# Geosemantics Framework

We face many challenges in the process of extracting meaningful information from data [add examples of challenges related to integration of models and data]. Frequently, these obstacle  compel scientists to perform the integration of models with data manually. Manual integration becomes exponentially difficult when a user aims to integrate long-tail data (data collected by individual researchers or small research groups) and long-tail models (models developed by individuals or small modeling communities). We focus on these long-tail resources because despite their often-narrow scope, they have significant impacts in scientific studies and present an opportunity for addressing critical gaps through automated integration. The goal of the Goesemantics Framework is to provide a framework rooted in semantic techniques and approaches to support “long-tail” models and data integration.


## Semantic Annotation of Data using JSON Linked Data
 
The Earthcube Geosemantics Framework (http://ecgs.ncsa.illinois.edu/) developed a prototype of a decentralized framework that combines the Linked Data and RESTful web services to annotate, connect, integrate, and reason about integration of geoscience resources. The framework allows the semantic enrichment of web resources and semantic mediation among heterogeneous geoscience resources, such as models and data. 

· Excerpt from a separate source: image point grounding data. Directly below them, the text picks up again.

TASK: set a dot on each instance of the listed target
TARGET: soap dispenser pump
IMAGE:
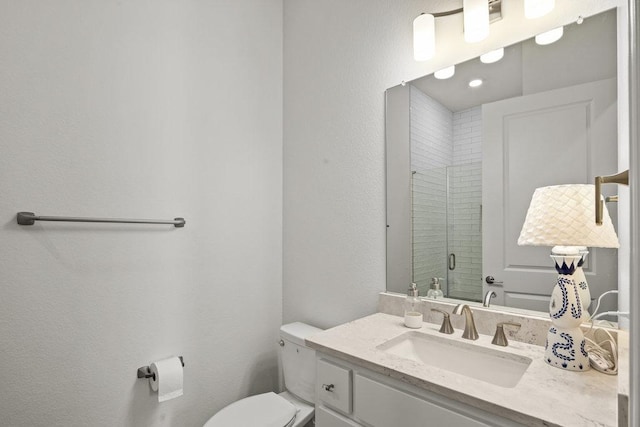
(412, 309)
(435, 292)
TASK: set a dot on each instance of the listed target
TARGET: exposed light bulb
(550, 36)
(492, 56)
(424, 37)
(445, 73)
(476, 20)
(537, 8)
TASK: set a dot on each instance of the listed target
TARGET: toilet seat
(267, 409)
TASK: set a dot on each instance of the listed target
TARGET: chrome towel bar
(29, 218)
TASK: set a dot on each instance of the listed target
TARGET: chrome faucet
(487, 298)
(470, 331)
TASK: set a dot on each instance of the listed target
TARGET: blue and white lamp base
(565, 340)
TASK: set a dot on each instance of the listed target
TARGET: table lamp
(561, 216)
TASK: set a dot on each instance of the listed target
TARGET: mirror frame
(623, 49)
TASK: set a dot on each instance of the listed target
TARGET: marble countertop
(544, 396)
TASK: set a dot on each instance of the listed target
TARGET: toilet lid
(268, 410)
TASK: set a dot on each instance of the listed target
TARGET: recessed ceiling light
(493, 56)
(445, 73)
(550, 36)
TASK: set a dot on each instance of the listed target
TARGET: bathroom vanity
(370, 373)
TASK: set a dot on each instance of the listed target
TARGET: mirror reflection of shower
(446, 188)
(446, 229)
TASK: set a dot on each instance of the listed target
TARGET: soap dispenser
(412, 309)
(435, 292)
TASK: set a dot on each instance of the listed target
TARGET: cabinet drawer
(374, 400)
(334, 386)
(327, 418)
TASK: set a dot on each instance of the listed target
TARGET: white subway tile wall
(431, 152)
(446, 154)
(465, 202)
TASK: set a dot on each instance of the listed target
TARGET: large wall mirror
(463, 162)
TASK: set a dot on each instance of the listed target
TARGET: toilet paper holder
(145, 371)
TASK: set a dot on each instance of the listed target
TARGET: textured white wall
(138, 109)
(339, 58)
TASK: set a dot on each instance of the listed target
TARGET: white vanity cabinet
(349, 395)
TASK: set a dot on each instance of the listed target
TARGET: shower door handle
(492, 281)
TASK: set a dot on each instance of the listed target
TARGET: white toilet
(292, 408)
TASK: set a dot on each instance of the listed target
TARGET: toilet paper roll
(167, 379)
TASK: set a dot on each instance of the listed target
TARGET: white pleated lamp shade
(565, 215)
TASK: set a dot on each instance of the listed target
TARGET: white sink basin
(493, 366)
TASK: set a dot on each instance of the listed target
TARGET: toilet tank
(298, 360)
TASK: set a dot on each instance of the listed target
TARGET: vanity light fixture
(550, 36)
(562, 216)
(478, 14)
(537, 8)
(445, 73)
(492, 56)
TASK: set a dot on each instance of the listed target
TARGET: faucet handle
(446, 327)
(500, 338)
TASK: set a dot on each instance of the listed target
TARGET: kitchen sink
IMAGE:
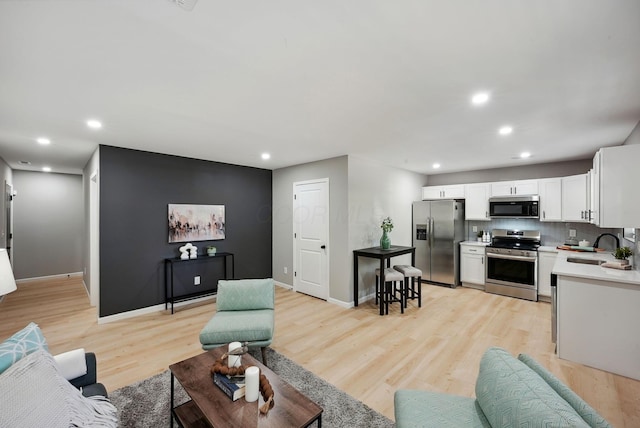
(585, 261)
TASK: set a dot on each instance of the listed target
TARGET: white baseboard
(346, 305)
(58, 276)
(283, 285)
(150, 310)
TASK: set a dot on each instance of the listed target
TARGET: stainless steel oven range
(512, 263)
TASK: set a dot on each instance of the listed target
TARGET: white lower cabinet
(546, 260)
(472, 265)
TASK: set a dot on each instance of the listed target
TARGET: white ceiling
(307, 80)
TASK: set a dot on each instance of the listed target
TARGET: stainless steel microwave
(514, 207)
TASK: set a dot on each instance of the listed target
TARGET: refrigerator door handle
(431, 228)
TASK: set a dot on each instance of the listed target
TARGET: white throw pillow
(72, 364)
(37, 395)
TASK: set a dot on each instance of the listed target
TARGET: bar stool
(389, 292)
(415, 274)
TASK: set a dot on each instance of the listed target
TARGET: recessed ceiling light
(480, 98)
(94, 124)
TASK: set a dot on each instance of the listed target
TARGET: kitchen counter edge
(564, 268)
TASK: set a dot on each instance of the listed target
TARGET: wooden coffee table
(210, 407)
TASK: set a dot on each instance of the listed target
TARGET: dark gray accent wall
(48, 224)
(135, 190)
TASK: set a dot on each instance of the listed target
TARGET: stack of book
(233, 386)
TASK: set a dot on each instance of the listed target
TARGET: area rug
(146, 403)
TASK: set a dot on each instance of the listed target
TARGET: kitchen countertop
(564, 268)
(548, 249)
(476, 243)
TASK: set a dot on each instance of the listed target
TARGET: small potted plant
(386, 226)
(623, 254)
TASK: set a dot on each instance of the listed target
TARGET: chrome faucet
(595, 244)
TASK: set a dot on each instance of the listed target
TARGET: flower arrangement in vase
(386, 226)
(623, 254)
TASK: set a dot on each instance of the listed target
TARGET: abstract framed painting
(189, 222)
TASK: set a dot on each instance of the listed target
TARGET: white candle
(234, 360)
(252, 384)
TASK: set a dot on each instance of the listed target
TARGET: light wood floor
(437, 347)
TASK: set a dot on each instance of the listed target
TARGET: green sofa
(510, 392)
(244, 313)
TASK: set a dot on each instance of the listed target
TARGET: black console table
(171, 298)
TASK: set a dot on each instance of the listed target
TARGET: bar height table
(383, 256)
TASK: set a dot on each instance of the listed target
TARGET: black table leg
(355, 280)
(383, 296)
(171, 407)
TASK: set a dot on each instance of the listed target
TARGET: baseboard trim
(57, 276)
(283, 285)
(150, 310)
(342, 304)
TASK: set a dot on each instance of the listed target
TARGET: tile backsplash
(556, 233)
(551, 233)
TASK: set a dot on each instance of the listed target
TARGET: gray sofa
(510, 392)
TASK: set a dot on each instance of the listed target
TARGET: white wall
(377, 191)
(91, 204)
(634, 137)
(524, 172)
(48, 224)
(6, 176)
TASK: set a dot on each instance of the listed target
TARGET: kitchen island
(598, 314)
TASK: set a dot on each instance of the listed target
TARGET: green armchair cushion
(238, 326)
(584, 410)
(511, 394)
(244, 313)
(425, 409)
(245, 294)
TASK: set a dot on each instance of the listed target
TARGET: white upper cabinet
(443, 192)
(476, 204)
(618, 204)
(514, 188)
(550, 190)
(575, 198)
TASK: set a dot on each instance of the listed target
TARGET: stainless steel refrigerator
(438, 229)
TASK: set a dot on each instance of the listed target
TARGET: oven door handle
(510, 257)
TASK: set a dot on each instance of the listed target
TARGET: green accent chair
(244, 313)
(510, 392)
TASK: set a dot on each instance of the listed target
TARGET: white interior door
(311, 237)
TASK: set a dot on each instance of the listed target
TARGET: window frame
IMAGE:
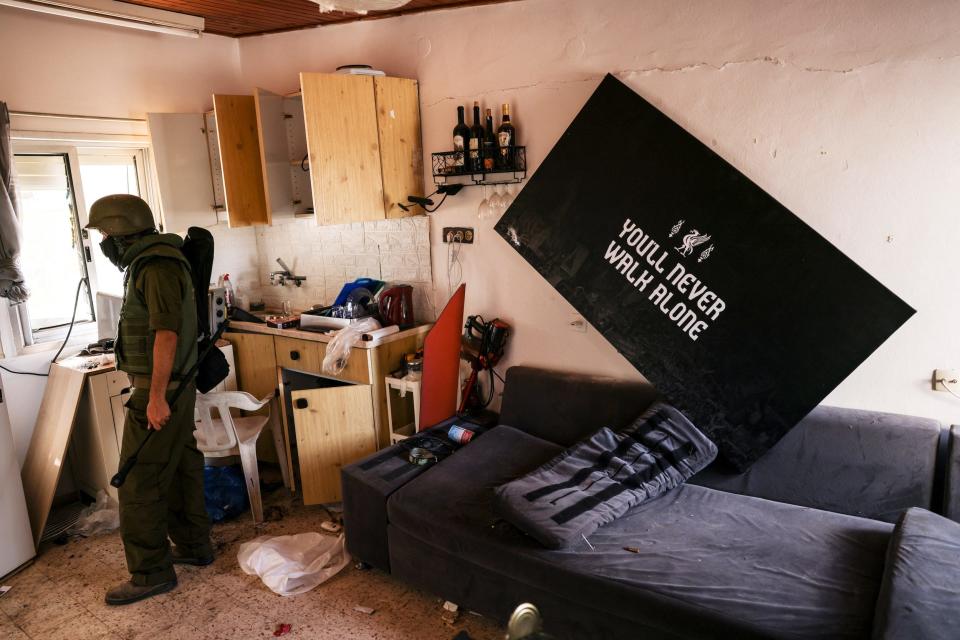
(16, 336)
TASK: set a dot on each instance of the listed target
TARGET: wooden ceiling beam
(241, 18)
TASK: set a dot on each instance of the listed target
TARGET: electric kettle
(396, 306)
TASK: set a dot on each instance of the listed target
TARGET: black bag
(213, 367)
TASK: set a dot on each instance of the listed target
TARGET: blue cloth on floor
(225, 490)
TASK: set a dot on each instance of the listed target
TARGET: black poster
(742, 315)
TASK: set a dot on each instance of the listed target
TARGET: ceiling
(251, 17)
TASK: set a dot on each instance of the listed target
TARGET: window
(52, 254)
(56, 185)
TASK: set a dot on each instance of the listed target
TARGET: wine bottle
(476, 139)
(461, 134)
(489, 146)
(506, 138)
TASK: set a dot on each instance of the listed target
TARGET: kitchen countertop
(254, 327)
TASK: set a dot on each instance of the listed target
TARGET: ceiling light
(119, 14)
(359, 6)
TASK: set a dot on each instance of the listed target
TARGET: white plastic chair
(229, 435)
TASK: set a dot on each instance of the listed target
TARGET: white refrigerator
(17, 540)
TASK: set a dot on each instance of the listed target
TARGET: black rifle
(121, 475)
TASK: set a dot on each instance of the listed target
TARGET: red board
(441, 364)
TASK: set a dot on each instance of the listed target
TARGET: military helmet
(120, 215)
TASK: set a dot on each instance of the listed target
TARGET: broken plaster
(697, 66)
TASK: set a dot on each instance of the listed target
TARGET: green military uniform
(163, 494)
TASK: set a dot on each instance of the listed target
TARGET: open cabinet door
(401, 153)
(274, 154)
(240, 159)
(182, 161)
(343, 146)
(334, 427)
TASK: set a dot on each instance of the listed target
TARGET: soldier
(156, 345)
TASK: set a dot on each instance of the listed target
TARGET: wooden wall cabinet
(283, 151)
(363, 141)
(239, 141)
(210, 162)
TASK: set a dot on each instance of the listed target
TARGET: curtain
(11, 277)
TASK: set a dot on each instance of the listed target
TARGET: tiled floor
(60, 597)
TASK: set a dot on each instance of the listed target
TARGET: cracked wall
(845, 112)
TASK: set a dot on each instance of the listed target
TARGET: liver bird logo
(692, 240)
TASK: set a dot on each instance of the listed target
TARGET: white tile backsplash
(392, 250)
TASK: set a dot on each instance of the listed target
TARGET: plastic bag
(338, 351)
(289, 565)
(100, 517)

This notebook provides examples on how the Semantic Annotation Service can be used to manage linked controlled vocabularies using JSON Linked Data (JSON-LD), including how to query the built-in RDF graphs for existing linked standard vocabularies based on the Community Surface Dynamics Modeling System (CSDMS), Observations Data Model (ODM2) and Unidata udunits2 vocabularies, how to query build-in crosswalks between CSDMS and ODM2 vocabularies using SKOS, and how to add new linked vocabularies to the service. JSON-LD based definitions provided by these endpoints will be used to annotate sample data available within the IML Critical Zone Observatory data repository using the Clowder Web Service API (https://data.imlczo.org/). By supporting JSON-LD, the Semantic Annotation Service and the Clowder framework provide examples on how portable and semantically defined metadata can be used to better annotate data across repositories and services.

## Linked Data

The Linked Data paradigm emerged in the context of Semantic Web technologies for publishing and sharing data over the Web. It connects related individual Web resources in a Graph database, where resources represent the graph nodes, and an edge connects a pair of nodes. Publishing and linking scientific resources using Semantic Web technologies require that the user community follows the three principles of the linked Data: 
1.  Each resource needs to be represented using a unique Uniform Resource Identifier (URI), which consists of: (i) A Uniform Resource Locator (URL) to define the server path over the Web, and (ii) A Uniform Resource Name (URN) to describe the exact name of the resource. 
2. The relationships between resources are described using the triple format, where a subject S has a predicate P with an object O. A predicate is either an undirected relationship (bi-directional), where it connects two entities in both ways or a directed relationship (uni-directional), where the presence of a relationship between two entities in one direction does not imply the presence of a reverse relationship. The triple format is the structure unit for the Linked Data system. 
3. The HyperText Transfer Protocol (HTTP) is used as a universal access mechanism for resources on the Web. 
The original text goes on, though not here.